Brian Mac Domhnaill
Towards the end of last year Ben and I agreed that there were still a few loose ends regarding the various theories about the purpose or purposes of the original Pallasboy vessel. I had given up on the idea that our project could come to any decisive conclusion on the matter and that was fine by me given the fertile ground left for the imagination. As a ‘get-out’ explanation during our discussions I kept using the analogy of the kitchen sink and its many uses but perhaps a bath is closer in size and potential. In my lifetime I have used a bath to bathe, hand-wash clothes, cool beer and very recently as the temporary resting place of our shrouded deceased cat, before her ritual burial the following morning.
The issue with the Pallasboy vessel is that it is no ordinary sink or bath, now or in the Iron Age. It was and still is a finely crafted object made from a very rare tree and therefore it must have been a high status object. This in turn could have implications for its usage. If it was created to serve only one purpose it may have been forbidden to use it for any other. Alternatively it may have been used as often as possible in as many ways possible, elevating the status of each task by association with the precious object, a bit like getting out the fine china.
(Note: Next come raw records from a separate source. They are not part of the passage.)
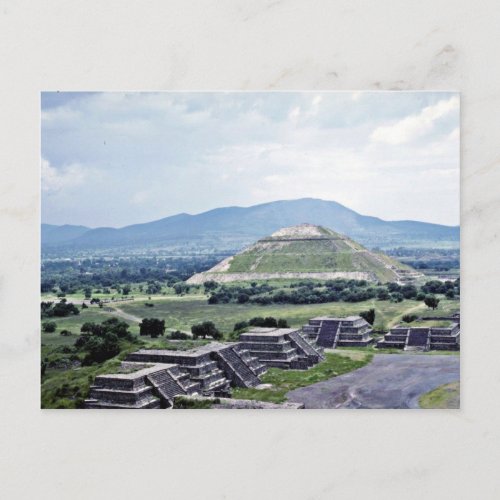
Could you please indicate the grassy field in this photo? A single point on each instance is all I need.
(444, 397)
(284, 381)
(65, 383)
(182, 312)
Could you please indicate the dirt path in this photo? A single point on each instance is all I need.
(389, 381)
(115, 311)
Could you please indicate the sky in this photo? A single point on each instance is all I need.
(114, 159)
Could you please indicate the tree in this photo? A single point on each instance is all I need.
(210, 285)
(408, 318)
(383, 294)
(431, 301)
(243, 298)
(49, 326)
(101, 341)
(213, 299)
(369, 315)
(206, 329)
(240, 325)
(178, 335)
(152, 326)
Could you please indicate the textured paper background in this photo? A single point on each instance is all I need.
(111, 45)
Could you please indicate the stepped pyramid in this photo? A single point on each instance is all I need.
(304, 251)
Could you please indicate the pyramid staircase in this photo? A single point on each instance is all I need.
(328, 334)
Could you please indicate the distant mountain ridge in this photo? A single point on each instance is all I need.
(302, 252)
(235, 227)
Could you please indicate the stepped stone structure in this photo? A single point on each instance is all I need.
(151, 378)
(352, 331)
(140, 386)
(423, 338)
(281, 348)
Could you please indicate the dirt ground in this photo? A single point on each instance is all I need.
(389, 381)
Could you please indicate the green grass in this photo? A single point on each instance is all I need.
(429, 323)
(444, 397)
(69, 388)
(284, 381)
(182, 313)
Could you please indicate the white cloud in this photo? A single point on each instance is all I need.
(140, 197)
(54, 179)
(414, 126)
(294, 114)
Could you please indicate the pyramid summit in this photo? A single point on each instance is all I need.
(305, 251)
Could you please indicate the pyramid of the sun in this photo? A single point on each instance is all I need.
(304, 251)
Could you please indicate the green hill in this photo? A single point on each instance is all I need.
(305, 251)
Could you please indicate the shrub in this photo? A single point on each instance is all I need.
(408, 318)
(369, 315)
(178, 335)
(49, 326)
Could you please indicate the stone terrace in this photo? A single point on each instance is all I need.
(149, 386)
(281, 348)
(423, 338)
(351, 331)
(213, 366)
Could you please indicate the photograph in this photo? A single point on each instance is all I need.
(250, 250)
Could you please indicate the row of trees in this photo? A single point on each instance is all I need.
(309, 292)
(69, 276)
(60, 309)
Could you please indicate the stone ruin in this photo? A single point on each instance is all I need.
(281, 348)
(153, 378)
(423, 338)
(352, 331)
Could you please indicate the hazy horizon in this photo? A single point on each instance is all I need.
(235, 206)
(115, 159)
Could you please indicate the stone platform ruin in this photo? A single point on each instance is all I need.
(281, 348)
(423, 338)
(140, 386)
(352, 331)
(152, 378)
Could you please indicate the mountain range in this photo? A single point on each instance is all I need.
(302, 252)
(230, 228)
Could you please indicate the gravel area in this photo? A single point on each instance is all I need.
(389, 381)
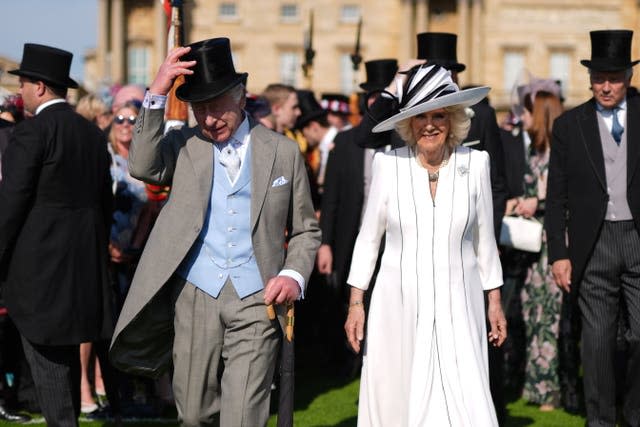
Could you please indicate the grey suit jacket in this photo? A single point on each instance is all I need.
(143, 339)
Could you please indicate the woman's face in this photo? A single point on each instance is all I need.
(431, 130)
(123, 126)
(527, 119)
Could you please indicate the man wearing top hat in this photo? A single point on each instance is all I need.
(593, 222)
(338, 110)
(237, 233)
(347, 181)
(56, 203)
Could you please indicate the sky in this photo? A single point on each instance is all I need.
(66, 24)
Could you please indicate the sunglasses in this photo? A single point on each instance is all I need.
(120, 119)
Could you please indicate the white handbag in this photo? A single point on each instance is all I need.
(521, 233)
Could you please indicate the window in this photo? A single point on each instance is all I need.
(559, 68)
(138, 65)
(289, 65)
(289, 12)
(346, 73)
(513, 65)
(350, 13)
(228, 11)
Our replica is a little narrow for comfortable bathing but the original would have been just right for a cowboy-style bath, so we set out in October 2019 to test its suitability to heat water using the hot rocks method. Our experiment highlighted a few issues. We could demonstrate without any great difficulty that it was possible to heat water in the vessel. We were able to get the water to a very hot bath temperature in about ten minutes but to go any hotter one had to remove rocks and keep feeding fresh rocks from the fire, which is a bit of a fishing exercise given that the water became murky very quickly. How could one keep the water clean if that was important? Perhaps one could keep clean stones elevated above the ash? or the vessel could be lined with textile to collect silt etc and a basket-type lining used to collect and remove the stones? The textile could be removed last letting the water through the weave but removing at least some of the dirt and stone fragments. These measures might seem elaborate but perhaps not for a royal bath.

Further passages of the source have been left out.